When women were finally allowed to become pilots of fighter jets, enginieers needed to redesign the ejection seats because they had been originally designed for men only. The ejection s were designed for men weighing between $130 \mathrm{lb}$ and $181 \mathrm{lb}$. Weights of women are now normally distributed with a mean of $172 \mathrm{lb}$ and a standard deviation of $46 \mathrm{lb}$. Complete parts (a) through (c) below. a. If 1 woman is randomly selected, find the probability that her weight is between $130 \mathrm{lb}$ and $181 \mathrm{lb}$. The probability is approximately 0.3970 . (Round to four decimal places as needed.) b. If 35 different women are randomly selected, find the probability that their mean weight is between $130 \mathrm{lb}$ and $181 \mathrm{lb}$. The probability is approximately $\square$. (Round to four decimal places as needed.)

Step 1 ：The problem is asking for the probability that the mean weight of 35 randomly selected women is between 130lb and 181lb. This is a problem of normal distribution. We know that the mean weight of women is 172lb and the standard deviation is 46lb.

Step 2 ：We can use the formula for the standard deviation of the mean to calculate the new standard deviation. The formula is \(\sigma_{\bar{x}} = \frac{\sigma}{\sqrt{n}}\), where \(\sigma\) is the standard deviation of the population and \(n\) is the size of the sample. Substituting the given values, we get \(\sigma_{\bar{x}} = \frac{46}{\sqrt{35}}\), which is approximately 7.7754191435023525.

Step 3 ：We can use the z-score formula to find the z-scores for 130lb and 181lb. The formula is \(z = \frac{x - \mu}{\sigma_{\bar{x}}}\), where \(x\) is the value, \(\mu\) is the mean, and \(\sigma_{\bar{x}}\) is the standard deviation of the mean. Substituting the given values, we get \(z_{130} = \frac{130 - 172}{7.7754191435023525}\), which is approximately -5.401638062830084, and \(z_{181} = \frac{181 - 172}{7.7754191435023525}\), which is approximately 1.1574938706064466.
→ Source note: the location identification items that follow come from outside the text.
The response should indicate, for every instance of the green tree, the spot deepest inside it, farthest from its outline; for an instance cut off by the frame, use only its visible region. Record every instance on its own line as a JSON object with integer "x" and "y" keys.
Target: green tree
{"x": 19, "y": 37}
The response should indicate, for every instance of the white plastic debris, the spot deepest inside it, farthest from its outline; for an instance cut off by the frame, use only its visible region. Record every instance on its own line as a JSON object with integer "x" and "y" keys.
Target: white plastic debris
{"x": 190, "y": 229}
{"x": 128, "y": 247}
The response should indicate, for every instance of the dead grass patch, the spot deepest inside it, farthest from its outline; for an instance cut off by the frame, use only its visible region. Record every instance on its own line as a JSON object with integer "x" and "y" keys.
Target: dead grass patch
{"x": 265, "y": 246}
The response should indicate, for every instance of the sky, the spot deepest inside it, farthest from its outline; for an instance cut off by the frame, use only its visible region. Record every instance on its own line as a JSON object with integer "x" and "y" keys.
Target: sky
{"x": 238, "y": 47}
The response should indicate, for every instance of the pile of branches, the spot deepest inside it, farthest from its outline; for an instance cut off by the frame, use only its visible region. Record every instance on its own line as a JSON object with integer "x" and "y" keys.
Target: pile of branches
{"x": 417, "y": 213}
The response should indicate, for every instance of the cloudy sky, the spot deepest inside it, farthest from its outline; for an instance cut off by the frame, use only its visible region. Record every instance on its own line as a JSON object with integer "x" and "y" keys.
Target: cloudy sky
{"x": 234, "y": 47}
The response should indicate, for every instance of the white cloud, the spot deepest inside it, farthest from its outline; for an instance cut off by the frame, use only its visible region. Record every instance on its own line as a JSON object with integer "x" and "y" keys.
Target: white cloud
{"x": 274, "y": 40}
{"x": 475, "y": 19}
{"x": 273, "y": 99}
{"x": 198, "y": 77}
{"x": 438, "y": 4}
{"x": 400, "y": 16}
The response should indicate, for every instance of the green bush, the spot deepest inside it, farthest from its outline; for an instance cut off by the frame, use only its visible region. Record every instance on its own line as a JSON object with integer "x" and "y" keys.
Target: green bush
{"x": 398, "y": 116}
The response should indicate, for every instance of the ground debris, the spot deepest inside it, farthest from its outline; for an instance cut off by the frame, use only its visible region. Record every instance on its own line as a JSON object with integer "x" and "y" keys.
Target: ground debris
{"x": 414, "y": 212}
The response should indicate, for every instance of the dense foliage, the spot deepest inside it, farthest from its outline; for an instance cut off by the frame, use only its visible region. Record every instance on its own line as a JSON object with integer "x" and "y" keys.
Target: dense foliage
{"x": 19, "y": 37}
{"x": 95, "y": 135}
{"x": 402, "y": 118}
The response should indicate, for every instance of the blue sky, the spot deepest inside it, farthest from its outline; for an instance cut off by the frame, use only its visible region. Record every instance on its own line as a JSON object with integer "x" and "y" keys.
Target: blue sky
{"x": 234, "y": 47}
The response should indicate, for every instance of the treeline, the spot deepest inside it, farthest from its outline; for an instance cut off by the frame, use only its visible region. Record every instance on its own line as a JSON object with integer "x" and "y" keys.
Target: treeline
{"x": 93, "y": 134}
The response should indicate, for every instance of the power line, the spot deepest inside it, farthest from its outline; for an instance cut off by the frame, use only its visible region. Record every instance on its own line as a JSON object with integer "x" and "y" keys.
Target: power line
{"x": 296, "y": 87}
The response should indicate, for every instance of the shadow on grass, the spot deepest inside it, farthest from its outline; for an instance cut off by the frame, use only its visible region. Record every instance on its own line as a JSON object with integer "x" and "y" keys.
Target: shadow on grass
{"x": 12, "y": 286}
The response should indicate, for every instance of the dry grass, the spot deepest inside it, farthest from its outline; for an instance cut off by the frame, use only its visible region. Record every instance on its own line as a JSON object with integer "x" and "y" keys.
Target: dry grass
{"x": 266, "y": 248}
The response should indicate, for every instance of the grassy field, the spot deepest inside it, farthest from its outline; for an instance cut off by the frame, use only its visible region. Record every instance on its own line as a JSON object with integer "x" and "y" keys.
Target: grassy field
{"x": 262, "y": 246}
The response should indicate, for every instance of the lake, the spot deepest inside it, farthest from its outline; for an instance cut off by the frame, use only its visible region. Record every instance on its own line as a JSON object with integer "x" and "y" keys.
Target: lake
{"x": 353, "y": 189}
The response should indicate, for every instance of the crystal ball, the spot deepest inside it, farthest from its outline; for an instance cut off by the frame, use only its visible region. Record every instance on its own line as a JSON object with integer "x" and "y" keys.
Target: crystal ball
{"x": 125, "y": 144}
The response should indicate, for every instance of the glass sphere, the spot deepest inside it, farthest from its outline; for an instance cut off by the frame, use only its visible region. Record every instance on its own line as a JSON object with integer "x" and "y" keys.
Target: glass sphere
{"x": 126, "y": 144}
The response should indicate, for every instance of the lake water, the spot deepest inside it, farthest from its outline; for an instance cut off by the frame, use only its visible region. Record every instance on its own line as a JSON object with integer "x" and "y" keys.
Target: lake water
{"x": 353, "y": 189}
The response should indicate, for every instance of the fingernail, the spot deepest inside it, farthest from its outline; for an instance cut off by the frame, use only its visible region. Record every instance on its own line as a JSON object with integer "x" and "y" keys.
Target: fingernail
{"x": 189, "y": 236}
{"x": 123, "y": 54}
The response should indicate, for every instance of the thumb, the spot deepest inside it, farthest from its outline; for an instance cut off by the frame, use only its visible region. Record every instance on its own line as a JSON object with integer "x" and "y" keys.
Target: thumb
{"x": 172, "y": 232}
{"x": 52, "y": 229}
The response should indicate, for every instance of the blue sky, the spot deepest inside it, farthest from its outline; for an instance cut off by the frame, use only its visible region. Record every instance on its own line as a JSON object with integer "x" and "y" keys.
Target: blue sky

Step 4 ：We can use the standard normal distribution table to find the probabilities corresponding to these z-scores. The probability corresponding to \(z_{130}\) is approximately 3.301754273860553e-08, and the probability corresponding to \(z_{181}\) is approximately 0.8764646789556032.

Step 5 ：We subtract the probabilities to find the probability that the mean weight is between 130lb and 181lb. The calculation is \(P_{130-181} = P_{181} - P_{130}\), which is approximately 0.8764646459380605.

Step 6 ：The probability that the mean weight of 35 randomly selected women is between 130lb and 181lb is approximately \(\boxed{0.8765}\).